A Yule log or bûche de Noël () is a traditional Christmas cake, often served as a dessert near Christmas, especially in France, Belgium, Luxembourg, Switzerland, Vietnam, and Quebec, Canada.

Variants are also served in the United States, United Kingdom, Scandinavia, Portugal, and Spain. 

Made of sponge cake, to resemble a miniature actual Yule log, it is a form of sweet roulade.

The cake emerged in the 19th century, probably in France, before spreading to other countries. It is traditionally made from a genoise, generally baked in a large, shallow Swiss roll pan, iced, rolled to form a cylinder, and iced again on the outside. The most common combination is basic yellow sponge cake and chocolate buttercream, though many variations that include chocolate cake, ganache, and icings flavored with espresso or liqueurs exist.

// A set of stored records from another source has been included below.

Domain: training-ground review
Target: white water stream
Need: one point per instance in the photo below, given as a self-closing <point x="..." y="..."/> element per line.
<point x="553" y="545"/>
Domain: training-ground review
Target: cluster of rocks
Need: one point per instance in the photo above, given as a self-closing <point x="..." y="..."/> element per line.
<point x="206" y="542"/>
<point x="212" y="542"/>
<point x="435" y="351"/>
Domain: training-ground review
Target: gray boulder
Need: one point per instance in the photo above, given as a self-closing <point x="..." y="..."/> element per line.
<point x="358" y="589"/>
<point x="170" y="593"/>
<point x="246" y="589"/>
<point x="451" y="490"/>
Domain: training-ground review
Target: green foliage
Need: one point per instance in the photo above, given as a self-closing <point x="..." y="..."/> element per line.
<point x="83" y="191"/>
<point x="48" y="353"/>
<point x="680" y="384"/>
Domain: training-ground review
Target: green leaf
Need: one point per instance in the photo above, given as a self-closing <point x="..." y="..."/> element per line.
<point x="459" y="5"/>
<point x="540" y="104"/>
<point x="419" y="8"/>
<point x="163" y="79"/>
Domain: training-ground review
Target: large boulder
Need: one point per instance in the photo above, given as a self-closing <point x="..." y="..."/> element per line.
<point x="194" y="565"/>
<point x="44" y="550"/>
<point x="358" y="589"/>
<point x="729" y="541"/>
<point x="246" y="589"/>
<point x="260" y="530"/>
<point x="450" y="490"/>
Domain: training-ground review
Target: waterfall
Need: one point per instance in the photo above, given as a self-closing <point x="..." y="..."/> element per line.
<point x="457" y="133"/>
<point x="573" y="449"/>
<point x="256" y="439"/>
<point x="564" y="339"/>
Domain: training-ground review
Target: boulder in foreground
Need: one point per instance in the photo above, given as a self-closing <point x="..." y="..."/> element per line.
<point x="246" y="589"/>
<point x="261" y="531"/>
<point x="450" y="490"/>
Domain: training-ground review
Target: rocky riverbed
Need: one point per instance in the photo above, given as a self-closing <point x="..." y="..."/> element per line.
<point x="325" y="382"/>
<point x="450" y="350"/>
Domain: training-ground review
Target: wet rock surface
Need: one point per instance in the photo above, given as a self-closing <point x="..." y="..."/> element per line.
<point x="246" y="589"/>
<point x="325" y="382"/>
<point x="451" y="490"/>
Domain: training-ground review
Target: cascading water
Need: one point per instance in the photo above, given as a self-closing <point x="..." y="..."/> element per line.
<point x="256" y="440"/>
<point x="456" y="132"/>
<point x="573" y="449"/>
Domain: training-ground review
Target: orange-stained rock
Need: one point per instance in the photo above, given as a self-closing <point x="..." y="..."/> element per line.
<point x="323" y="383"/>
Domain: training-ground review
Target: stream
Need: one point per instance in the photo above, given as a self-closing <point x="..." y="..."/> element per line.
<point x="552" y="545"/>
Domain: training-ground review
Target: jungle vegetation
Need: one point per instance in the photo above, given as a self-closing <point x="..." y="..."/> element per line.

Yule logs are often served with one end cut off and set atop the cake, or protruding from its side to resemble a chopped off branch. A bark-like texture is often produced by dragging a fork through the icing, and powdered sugar sprinkled to resemble snow. Other cake decorations may include actual tree branches, fresh berries, and mushrooms made of meringue or marzipan.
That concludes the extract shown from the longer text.